Cell apoptotic death and senescence may also contribute to the negative impact of Cryptosporidium infection on intestinal epithelial growth. Apoptotic cell death and development of host cell senescence have been demonstrated in both in vitro and in vivo infection models in several parasites, including T. cruzi, P. falciparum, and N. ceranae (Deng et al. 2004; Carmen and Sinai 2007). Accelerated senescence was reported in human erythrocytes cultured with P. falciparum (Omodeo‐Salè et al. 2003). Membrane damage leading to accelerated senescence of both infected and uninfected erythrocytes may contribute to malaria anemia (Omodeo‐Salè et al. 2003). Apoptotic cell death associated with C. parvum infection has previously been reported in enormous studies (Sasahara et al. 2003), including these by ourselves (Chen et al. 1998). In this study, we detected the development of senescence in enteroids following C. parvum infection. Which epithelial cell types undergo senescence, what mechanisms are involved and what is its pathophysiological significance, merit further investigation.
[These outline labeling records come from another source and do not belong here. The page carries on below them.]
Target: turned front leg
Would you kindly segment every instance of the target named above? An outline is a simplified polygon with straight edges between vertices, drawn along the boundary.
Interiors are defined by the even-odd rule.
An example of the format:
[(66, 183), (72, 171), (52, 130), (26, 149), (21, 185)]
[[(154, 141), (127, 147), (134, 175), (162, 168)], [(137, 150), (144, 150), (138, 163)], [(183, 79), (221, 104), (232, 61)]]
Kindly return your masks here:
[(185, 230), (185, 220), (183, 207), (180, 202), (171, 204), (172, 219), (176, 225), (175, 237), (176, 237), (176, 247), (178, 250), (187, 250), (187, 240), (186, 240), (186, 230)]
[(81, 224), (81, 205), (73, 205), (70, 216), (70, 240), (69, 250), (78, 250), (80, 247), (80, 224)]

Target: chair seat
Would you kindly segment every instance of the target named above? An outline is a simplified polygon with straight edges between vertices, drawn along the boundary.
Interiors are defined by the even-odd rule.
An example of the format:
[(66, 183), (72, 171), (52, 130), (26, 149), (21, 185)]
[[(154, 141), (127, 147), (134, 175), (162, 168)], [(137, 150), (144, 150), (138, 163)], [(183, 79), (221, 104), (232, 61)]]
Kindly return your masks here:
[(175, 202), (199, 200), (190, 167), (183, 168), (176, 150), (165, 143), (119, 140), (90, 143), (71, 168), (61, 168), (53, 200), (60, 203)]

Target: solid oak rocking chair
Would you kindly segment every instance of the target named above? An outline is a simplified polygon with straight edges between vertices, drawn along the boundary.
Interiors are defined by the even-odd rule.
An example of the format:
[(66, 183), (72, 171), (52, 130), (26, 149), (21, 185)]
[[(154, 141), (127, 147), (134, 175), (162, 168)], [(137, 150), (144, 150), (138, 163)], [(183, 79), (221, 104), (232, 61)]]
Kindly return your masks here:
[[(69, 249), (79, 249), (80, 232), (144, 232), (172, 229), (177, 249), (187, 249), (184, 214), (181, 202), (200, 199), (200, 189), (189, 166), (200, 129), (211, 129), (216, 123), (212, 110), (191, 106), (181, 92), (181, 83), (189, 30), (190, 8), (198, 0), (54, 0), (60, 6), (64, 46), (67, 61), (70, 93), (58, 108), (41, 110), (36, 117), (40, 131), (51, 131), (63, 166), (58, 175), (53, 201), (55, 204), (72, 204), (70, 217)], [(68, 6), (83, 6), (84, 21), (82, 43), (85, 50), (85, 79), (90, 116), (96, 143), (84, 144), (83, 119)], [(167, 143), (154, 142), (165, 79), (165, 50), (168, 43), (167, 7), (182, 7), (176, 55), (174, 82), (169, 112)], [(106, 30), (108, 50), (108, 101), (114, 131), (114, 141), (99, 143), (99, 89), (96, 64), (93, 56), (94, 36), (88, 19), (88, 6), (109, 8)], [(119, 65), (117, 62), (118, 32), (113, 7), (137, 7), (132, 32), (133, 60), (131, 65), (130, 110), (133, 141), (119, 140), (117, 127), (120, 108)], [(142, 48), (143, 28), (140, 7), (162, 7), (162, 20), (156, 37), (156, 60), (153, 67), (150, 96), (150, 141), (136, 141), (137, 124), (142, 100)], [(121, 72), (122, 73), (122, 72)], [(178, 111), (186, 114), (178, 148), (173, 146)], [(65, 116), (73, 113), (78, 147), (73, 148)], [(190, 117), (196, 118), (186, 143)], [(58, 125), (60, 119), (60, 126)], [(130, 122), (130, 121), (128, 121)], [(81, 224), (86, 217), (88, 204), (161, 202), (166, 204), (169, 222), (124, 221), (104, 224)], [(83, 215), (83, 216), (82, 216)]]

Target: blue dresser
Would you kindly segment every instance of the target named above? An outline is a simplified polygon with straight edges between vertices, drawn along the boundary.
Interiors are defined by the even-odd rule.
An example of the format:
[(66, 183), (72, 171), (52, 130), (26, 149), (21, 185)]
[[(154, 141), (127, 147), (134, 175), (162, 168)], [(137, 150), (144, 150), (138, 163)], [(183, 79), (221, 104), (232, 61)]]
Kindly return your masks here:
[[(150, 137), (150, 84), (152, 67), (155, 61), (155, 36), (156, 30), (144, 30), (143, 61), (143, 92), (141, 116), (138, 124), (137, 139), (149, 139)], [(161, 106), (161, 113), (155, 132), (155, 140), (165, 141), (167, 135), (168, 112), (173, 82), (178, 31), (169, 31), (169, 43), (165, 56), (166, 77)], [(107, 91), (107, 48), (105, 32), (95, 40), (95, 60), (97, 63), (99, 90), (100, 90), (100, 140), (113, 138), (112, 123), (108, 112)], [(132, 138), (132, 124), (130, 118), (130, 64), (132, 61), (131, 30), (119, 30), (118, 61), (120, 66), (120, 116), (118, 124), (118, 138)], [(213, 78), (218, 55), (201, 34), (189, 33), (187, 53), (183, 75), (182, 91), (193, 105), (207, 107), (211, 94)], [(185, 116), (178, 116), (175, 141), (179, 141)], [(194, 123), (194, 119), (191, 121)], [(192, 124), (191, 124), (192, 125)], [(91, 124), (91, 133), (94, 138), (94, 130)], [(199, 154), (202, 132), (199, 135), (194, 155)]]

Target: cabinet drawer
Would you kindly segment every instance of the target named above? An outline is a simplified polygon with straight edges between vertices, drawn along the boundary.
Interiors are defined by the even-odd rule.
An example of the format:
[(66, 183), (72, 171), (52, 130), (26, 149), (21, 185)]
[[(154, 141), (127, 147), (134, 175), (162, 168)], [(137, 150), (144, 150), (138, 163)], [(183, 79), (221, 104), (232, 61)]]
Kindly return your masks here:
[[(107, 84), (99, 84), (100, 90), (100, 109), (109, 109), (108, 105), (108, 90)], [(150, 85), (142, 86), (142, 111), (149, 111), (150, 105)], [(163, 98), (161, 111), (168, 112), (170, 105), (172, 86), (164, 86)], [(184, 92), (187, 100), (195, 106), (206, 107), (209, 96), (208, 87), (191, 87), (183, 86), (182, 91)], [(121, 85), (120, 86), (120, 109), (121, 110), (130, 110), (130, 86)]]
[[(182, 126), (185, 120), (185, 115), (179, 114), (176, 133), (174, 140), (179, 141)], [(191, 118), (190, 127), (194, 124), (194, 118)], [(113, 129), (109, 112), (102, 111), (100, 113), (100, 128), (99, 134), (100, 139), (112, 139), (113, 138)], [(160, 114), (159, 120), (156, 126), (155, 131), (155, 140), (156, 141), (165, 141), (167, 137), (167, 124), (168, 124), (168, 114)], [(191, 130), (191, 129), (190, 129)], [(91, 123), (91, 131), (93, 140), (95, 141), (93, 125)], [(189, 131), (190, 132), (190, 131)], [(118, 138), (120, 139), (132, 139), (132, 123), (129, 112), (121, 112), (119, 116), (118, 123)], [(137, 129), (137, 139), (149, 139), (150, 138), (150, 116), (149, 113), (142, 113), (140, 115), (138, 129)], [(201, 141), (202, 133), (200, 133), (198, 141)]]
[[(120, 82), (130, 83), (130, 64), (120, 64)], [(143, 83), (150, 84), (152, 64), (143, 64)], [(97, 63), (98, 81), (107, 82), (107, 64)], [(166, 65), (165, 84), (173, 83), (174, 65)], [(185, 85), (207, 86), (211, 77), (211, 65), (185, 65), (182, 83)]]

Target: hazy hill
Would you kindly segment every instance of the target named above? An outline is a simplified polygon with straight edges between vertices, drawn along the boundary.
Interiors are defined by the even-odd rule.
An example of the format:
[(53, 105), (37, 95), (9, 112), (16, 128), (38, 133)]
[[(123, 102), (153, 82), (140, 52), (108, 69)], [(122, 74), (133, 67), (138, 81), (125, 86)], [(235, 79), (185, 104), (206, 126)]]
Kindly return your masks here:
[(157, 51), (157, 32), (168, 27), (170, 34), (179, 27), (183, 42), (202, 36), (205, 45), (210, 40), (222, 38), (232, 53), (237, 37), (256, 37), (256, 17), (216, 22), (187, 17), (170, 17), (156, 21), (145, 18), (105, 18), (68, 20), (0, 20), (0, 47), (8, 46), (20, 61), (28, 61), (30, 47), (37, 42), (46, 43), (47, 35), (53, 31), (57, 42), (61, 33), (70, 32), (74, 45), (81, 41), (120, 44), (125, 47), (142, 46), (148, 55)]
In summary, we report a negative effect of Cryptosporidium infection on intestinal epithelial growth using an ex vivo model of intestinal cryptosporidiosis employing enteroids from neonatal and adult mice. Our findings not only support a novel ex vivo model of C. parvum infection in murine enteroids, but also reveal a potential function suppression of intestinal stem cells and development of host cell senescence after infection, providing additional insights into the impact of Cryptosporidium infection on intestinal epithelial growth.

Conflict of Interest

The authors disclose no conflict of interest.